No matter how many times I get an order in the mail I feel the need to post pics. I think it's an addiction. Here is what arrived in the mail today.


----------



## mrsmitty (Jan 22, 2009)

Great score. I've wanted to try a triple maduro forever. Every time they pop up I don't have the money.


----------



## TMMT (Sep 12, 2009)

Beautiful!!!

Enjoy those RP 1990's!


----------



## Tarks (Mar 3, 2009)

mrsmitty said:


> Great score. I've wanted to try a triple maduro forever. Every time they pop up I don't have the money.

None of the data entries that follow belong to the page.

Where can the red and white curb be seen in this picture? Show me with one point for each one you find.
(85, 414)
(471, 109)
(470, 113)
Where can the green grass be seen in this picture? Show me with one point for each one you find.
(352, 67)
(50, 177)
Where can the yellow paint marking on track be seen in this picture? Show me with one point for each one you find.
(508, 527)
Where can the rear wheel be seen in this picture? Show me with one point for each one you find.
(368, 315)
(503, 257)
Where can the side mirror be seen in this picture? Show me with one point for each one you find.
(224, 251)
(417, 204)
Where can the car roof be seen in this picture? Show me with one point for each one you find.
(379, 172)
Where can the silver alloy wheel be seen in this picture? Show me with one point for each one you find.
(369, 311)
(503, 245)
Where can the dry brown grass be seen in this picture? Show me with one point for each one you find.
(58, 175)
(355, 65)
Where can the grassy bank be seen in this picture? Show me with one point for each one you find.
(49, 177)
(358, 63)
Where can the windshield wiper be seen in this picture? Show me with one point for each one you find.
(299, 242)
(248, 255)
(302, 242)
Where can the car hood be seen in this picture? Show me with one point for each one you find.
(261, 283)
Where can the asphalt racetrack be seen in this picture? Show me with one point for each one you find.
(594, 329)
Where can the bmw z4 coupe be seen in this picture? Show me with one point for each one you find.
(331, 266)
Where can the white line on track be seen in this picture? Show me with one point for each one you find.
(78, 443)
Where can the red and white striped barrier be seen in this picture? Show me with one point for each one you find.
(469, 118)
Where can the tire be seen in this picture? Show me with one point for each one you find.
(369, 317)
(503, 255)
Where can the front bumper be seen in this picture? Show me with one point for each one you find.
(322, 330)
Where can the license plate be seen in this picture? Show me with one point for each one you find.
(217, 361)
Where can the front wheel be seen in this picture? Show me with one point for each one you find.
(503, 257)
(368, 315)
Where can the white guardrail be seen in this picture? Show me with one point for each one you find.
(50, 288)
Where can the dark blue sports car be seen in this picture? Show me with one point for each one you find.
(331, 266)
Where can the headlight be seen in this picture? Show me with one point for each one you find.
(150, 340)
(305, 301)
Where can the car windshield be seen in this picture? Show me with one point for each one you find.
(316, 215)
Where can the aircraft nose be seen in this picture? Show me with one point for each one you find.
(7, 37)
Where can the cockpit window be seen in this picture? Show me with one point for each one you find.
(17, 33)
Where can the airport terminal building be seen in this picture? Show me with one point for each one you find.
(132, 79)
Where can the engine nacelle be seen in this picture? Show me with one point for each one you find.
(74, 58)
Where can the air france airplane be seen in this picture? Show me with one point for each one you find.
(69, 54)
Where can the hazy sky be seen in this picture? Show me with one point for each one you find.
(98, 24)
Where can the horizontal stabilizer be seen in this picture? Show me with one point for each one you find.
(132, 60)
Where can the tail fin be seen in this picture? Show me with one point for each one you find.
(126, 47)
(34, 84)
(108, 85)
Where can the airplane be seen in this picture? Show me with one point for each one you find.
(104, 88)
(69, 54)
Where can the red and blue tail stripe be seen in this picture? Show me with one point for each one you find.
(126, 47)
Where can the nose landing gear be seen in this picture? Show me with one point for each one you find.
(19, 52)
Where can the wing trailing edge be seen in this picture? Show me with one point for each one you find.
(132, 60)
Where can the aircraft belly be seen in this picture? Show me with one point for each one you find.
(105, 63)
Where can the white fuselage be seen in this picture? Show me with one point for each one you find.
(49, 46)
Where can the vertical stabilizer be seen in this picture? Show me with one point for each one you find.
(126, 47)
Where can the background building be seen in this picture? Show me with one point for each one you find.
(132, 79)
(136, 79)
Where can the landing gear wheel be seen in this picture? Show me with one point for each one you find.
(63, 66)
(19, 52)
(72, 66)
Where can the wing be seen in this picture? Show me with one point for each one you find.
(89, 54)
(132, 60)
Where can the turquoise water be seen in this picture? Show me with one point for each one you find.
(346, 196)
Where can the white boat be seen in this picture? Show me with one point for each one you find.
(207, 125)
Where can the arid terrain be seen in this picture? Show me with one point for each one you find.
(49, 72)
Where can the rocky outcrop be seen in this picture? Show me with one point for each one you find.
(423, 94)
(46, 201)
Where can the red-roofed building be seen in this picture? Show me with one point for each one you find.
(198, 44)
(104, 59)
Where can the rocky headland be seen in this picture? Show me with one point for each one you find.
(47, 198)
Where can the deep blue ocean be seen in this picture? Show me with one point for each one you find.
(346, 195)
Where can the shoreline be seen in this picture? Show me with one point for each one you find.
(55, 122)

Ya. I've never had the triple maddy either. Looking forward to it. That picture is a Cigar Monster Jet Black 10 pack. Lots of goodies in that one.


----------



## Juicestain (Jul 10, 2009)

Very nice pickup! Gotta love those brazilian's :thumb:


----------



## holmes711 (Jun 1, 2009)

OMG, what a great score! You have a way with picking up great looking cigars. Enjoy!


----------



## fiddlegrin (Feb 8, 2009)

*Nice work Jeff!! :thumb:*

.


----------



## GJProductions (Aug 2, 2009)

jeez got enough cigars yet? haha
nice haul!


----------



## karmaz00 (Dec 5, 2007)

nice you finally got them all....now what should we smoke first


----------



## andrew s (Mar 13, 2009)

Some good looking sticks there. I'd start out with the Brazillia.


----------



## commonsenseman (Apr 18, 2008)

Mmmmmmm.......Brazilia.

Those Nub Habanos are awesome too, enjoy Jeff!


----------



## SmoknTaz (Jun 18, 2008)

Nice pics Big Boiiiiiiiiiii!



karmaz00 said:


> nice you finally got them all....now what should we smoke first


That is the dilemma, time is of the essence too since Tarks is heading towards winter wonderland fast!


----------



## InvokeMe (Aug 21, 2009)

Nice haul. What site did you get them from? I currently use Atlantic (good service).


----------



## tru_rocknrolla (Jun 26, 2009)

Those look great!! I've never tried those 5 Vegas before!!!


----------



## Tarks (Mar 3, 2009)

InvokeMe said:


> Nice haul. What site did you get them from? I currently use Atlantic (good service).


Most of my stuff comes from Atlantic, Famous, Holts and CI.


----------



## Tarks (Mar 3, 2009)

SmoknTaz said:


> Nice pics Big Boiiiiiiiiiii!
> 
> That is the dilemma, time is of the essence too since Tarks is heading towards winter wonderland fast!


Fack off bastard!!! :frusty:


----------



## InvokeMe (Aug 21, 2009)

Thanks for the info. I will have to look into those.


----------



## kutzy33 (Apr 25, 2010)

Tarks said:


> Most of my stuff comes from Atlantic, Famous, Holts and CI.


Those guys ship to Canada? What about Famous Smoke Shop, It doesn't say anything about shipping to Canada on their site.

Jeff did you have to pay duty on all your orders?

I just got my first order from top-cubans.com and I got dinged with the taxes.


----------



## SmoknTaz (Jun 18, 2008)

kutzy33 said:


> Those guys ship to Canada? What about Famous Smoke Shop, It doesn't say anything about shipping to Canada on their site.
> 
> Jeff did you have to pay duty on all your orders?
> 
> I just got my first order from *********** and I got dinged with the taxes.


Famous will ship to Canada via UPS. The taxes and duties are calculated when you confirm your order!

Companies that deliver to Canada


----------



## kutzy33 (Apr 25, 2010)

Thanks Ken...Now I want to order these exact samplers.


----------



## SmoknTaz (Jun 18, 2008)

kutzy33 said:


> Thanks Ken...Now I want to order these exact samplers.


Good luck, the samples are never ending so don't fall too hard down the slope!


----------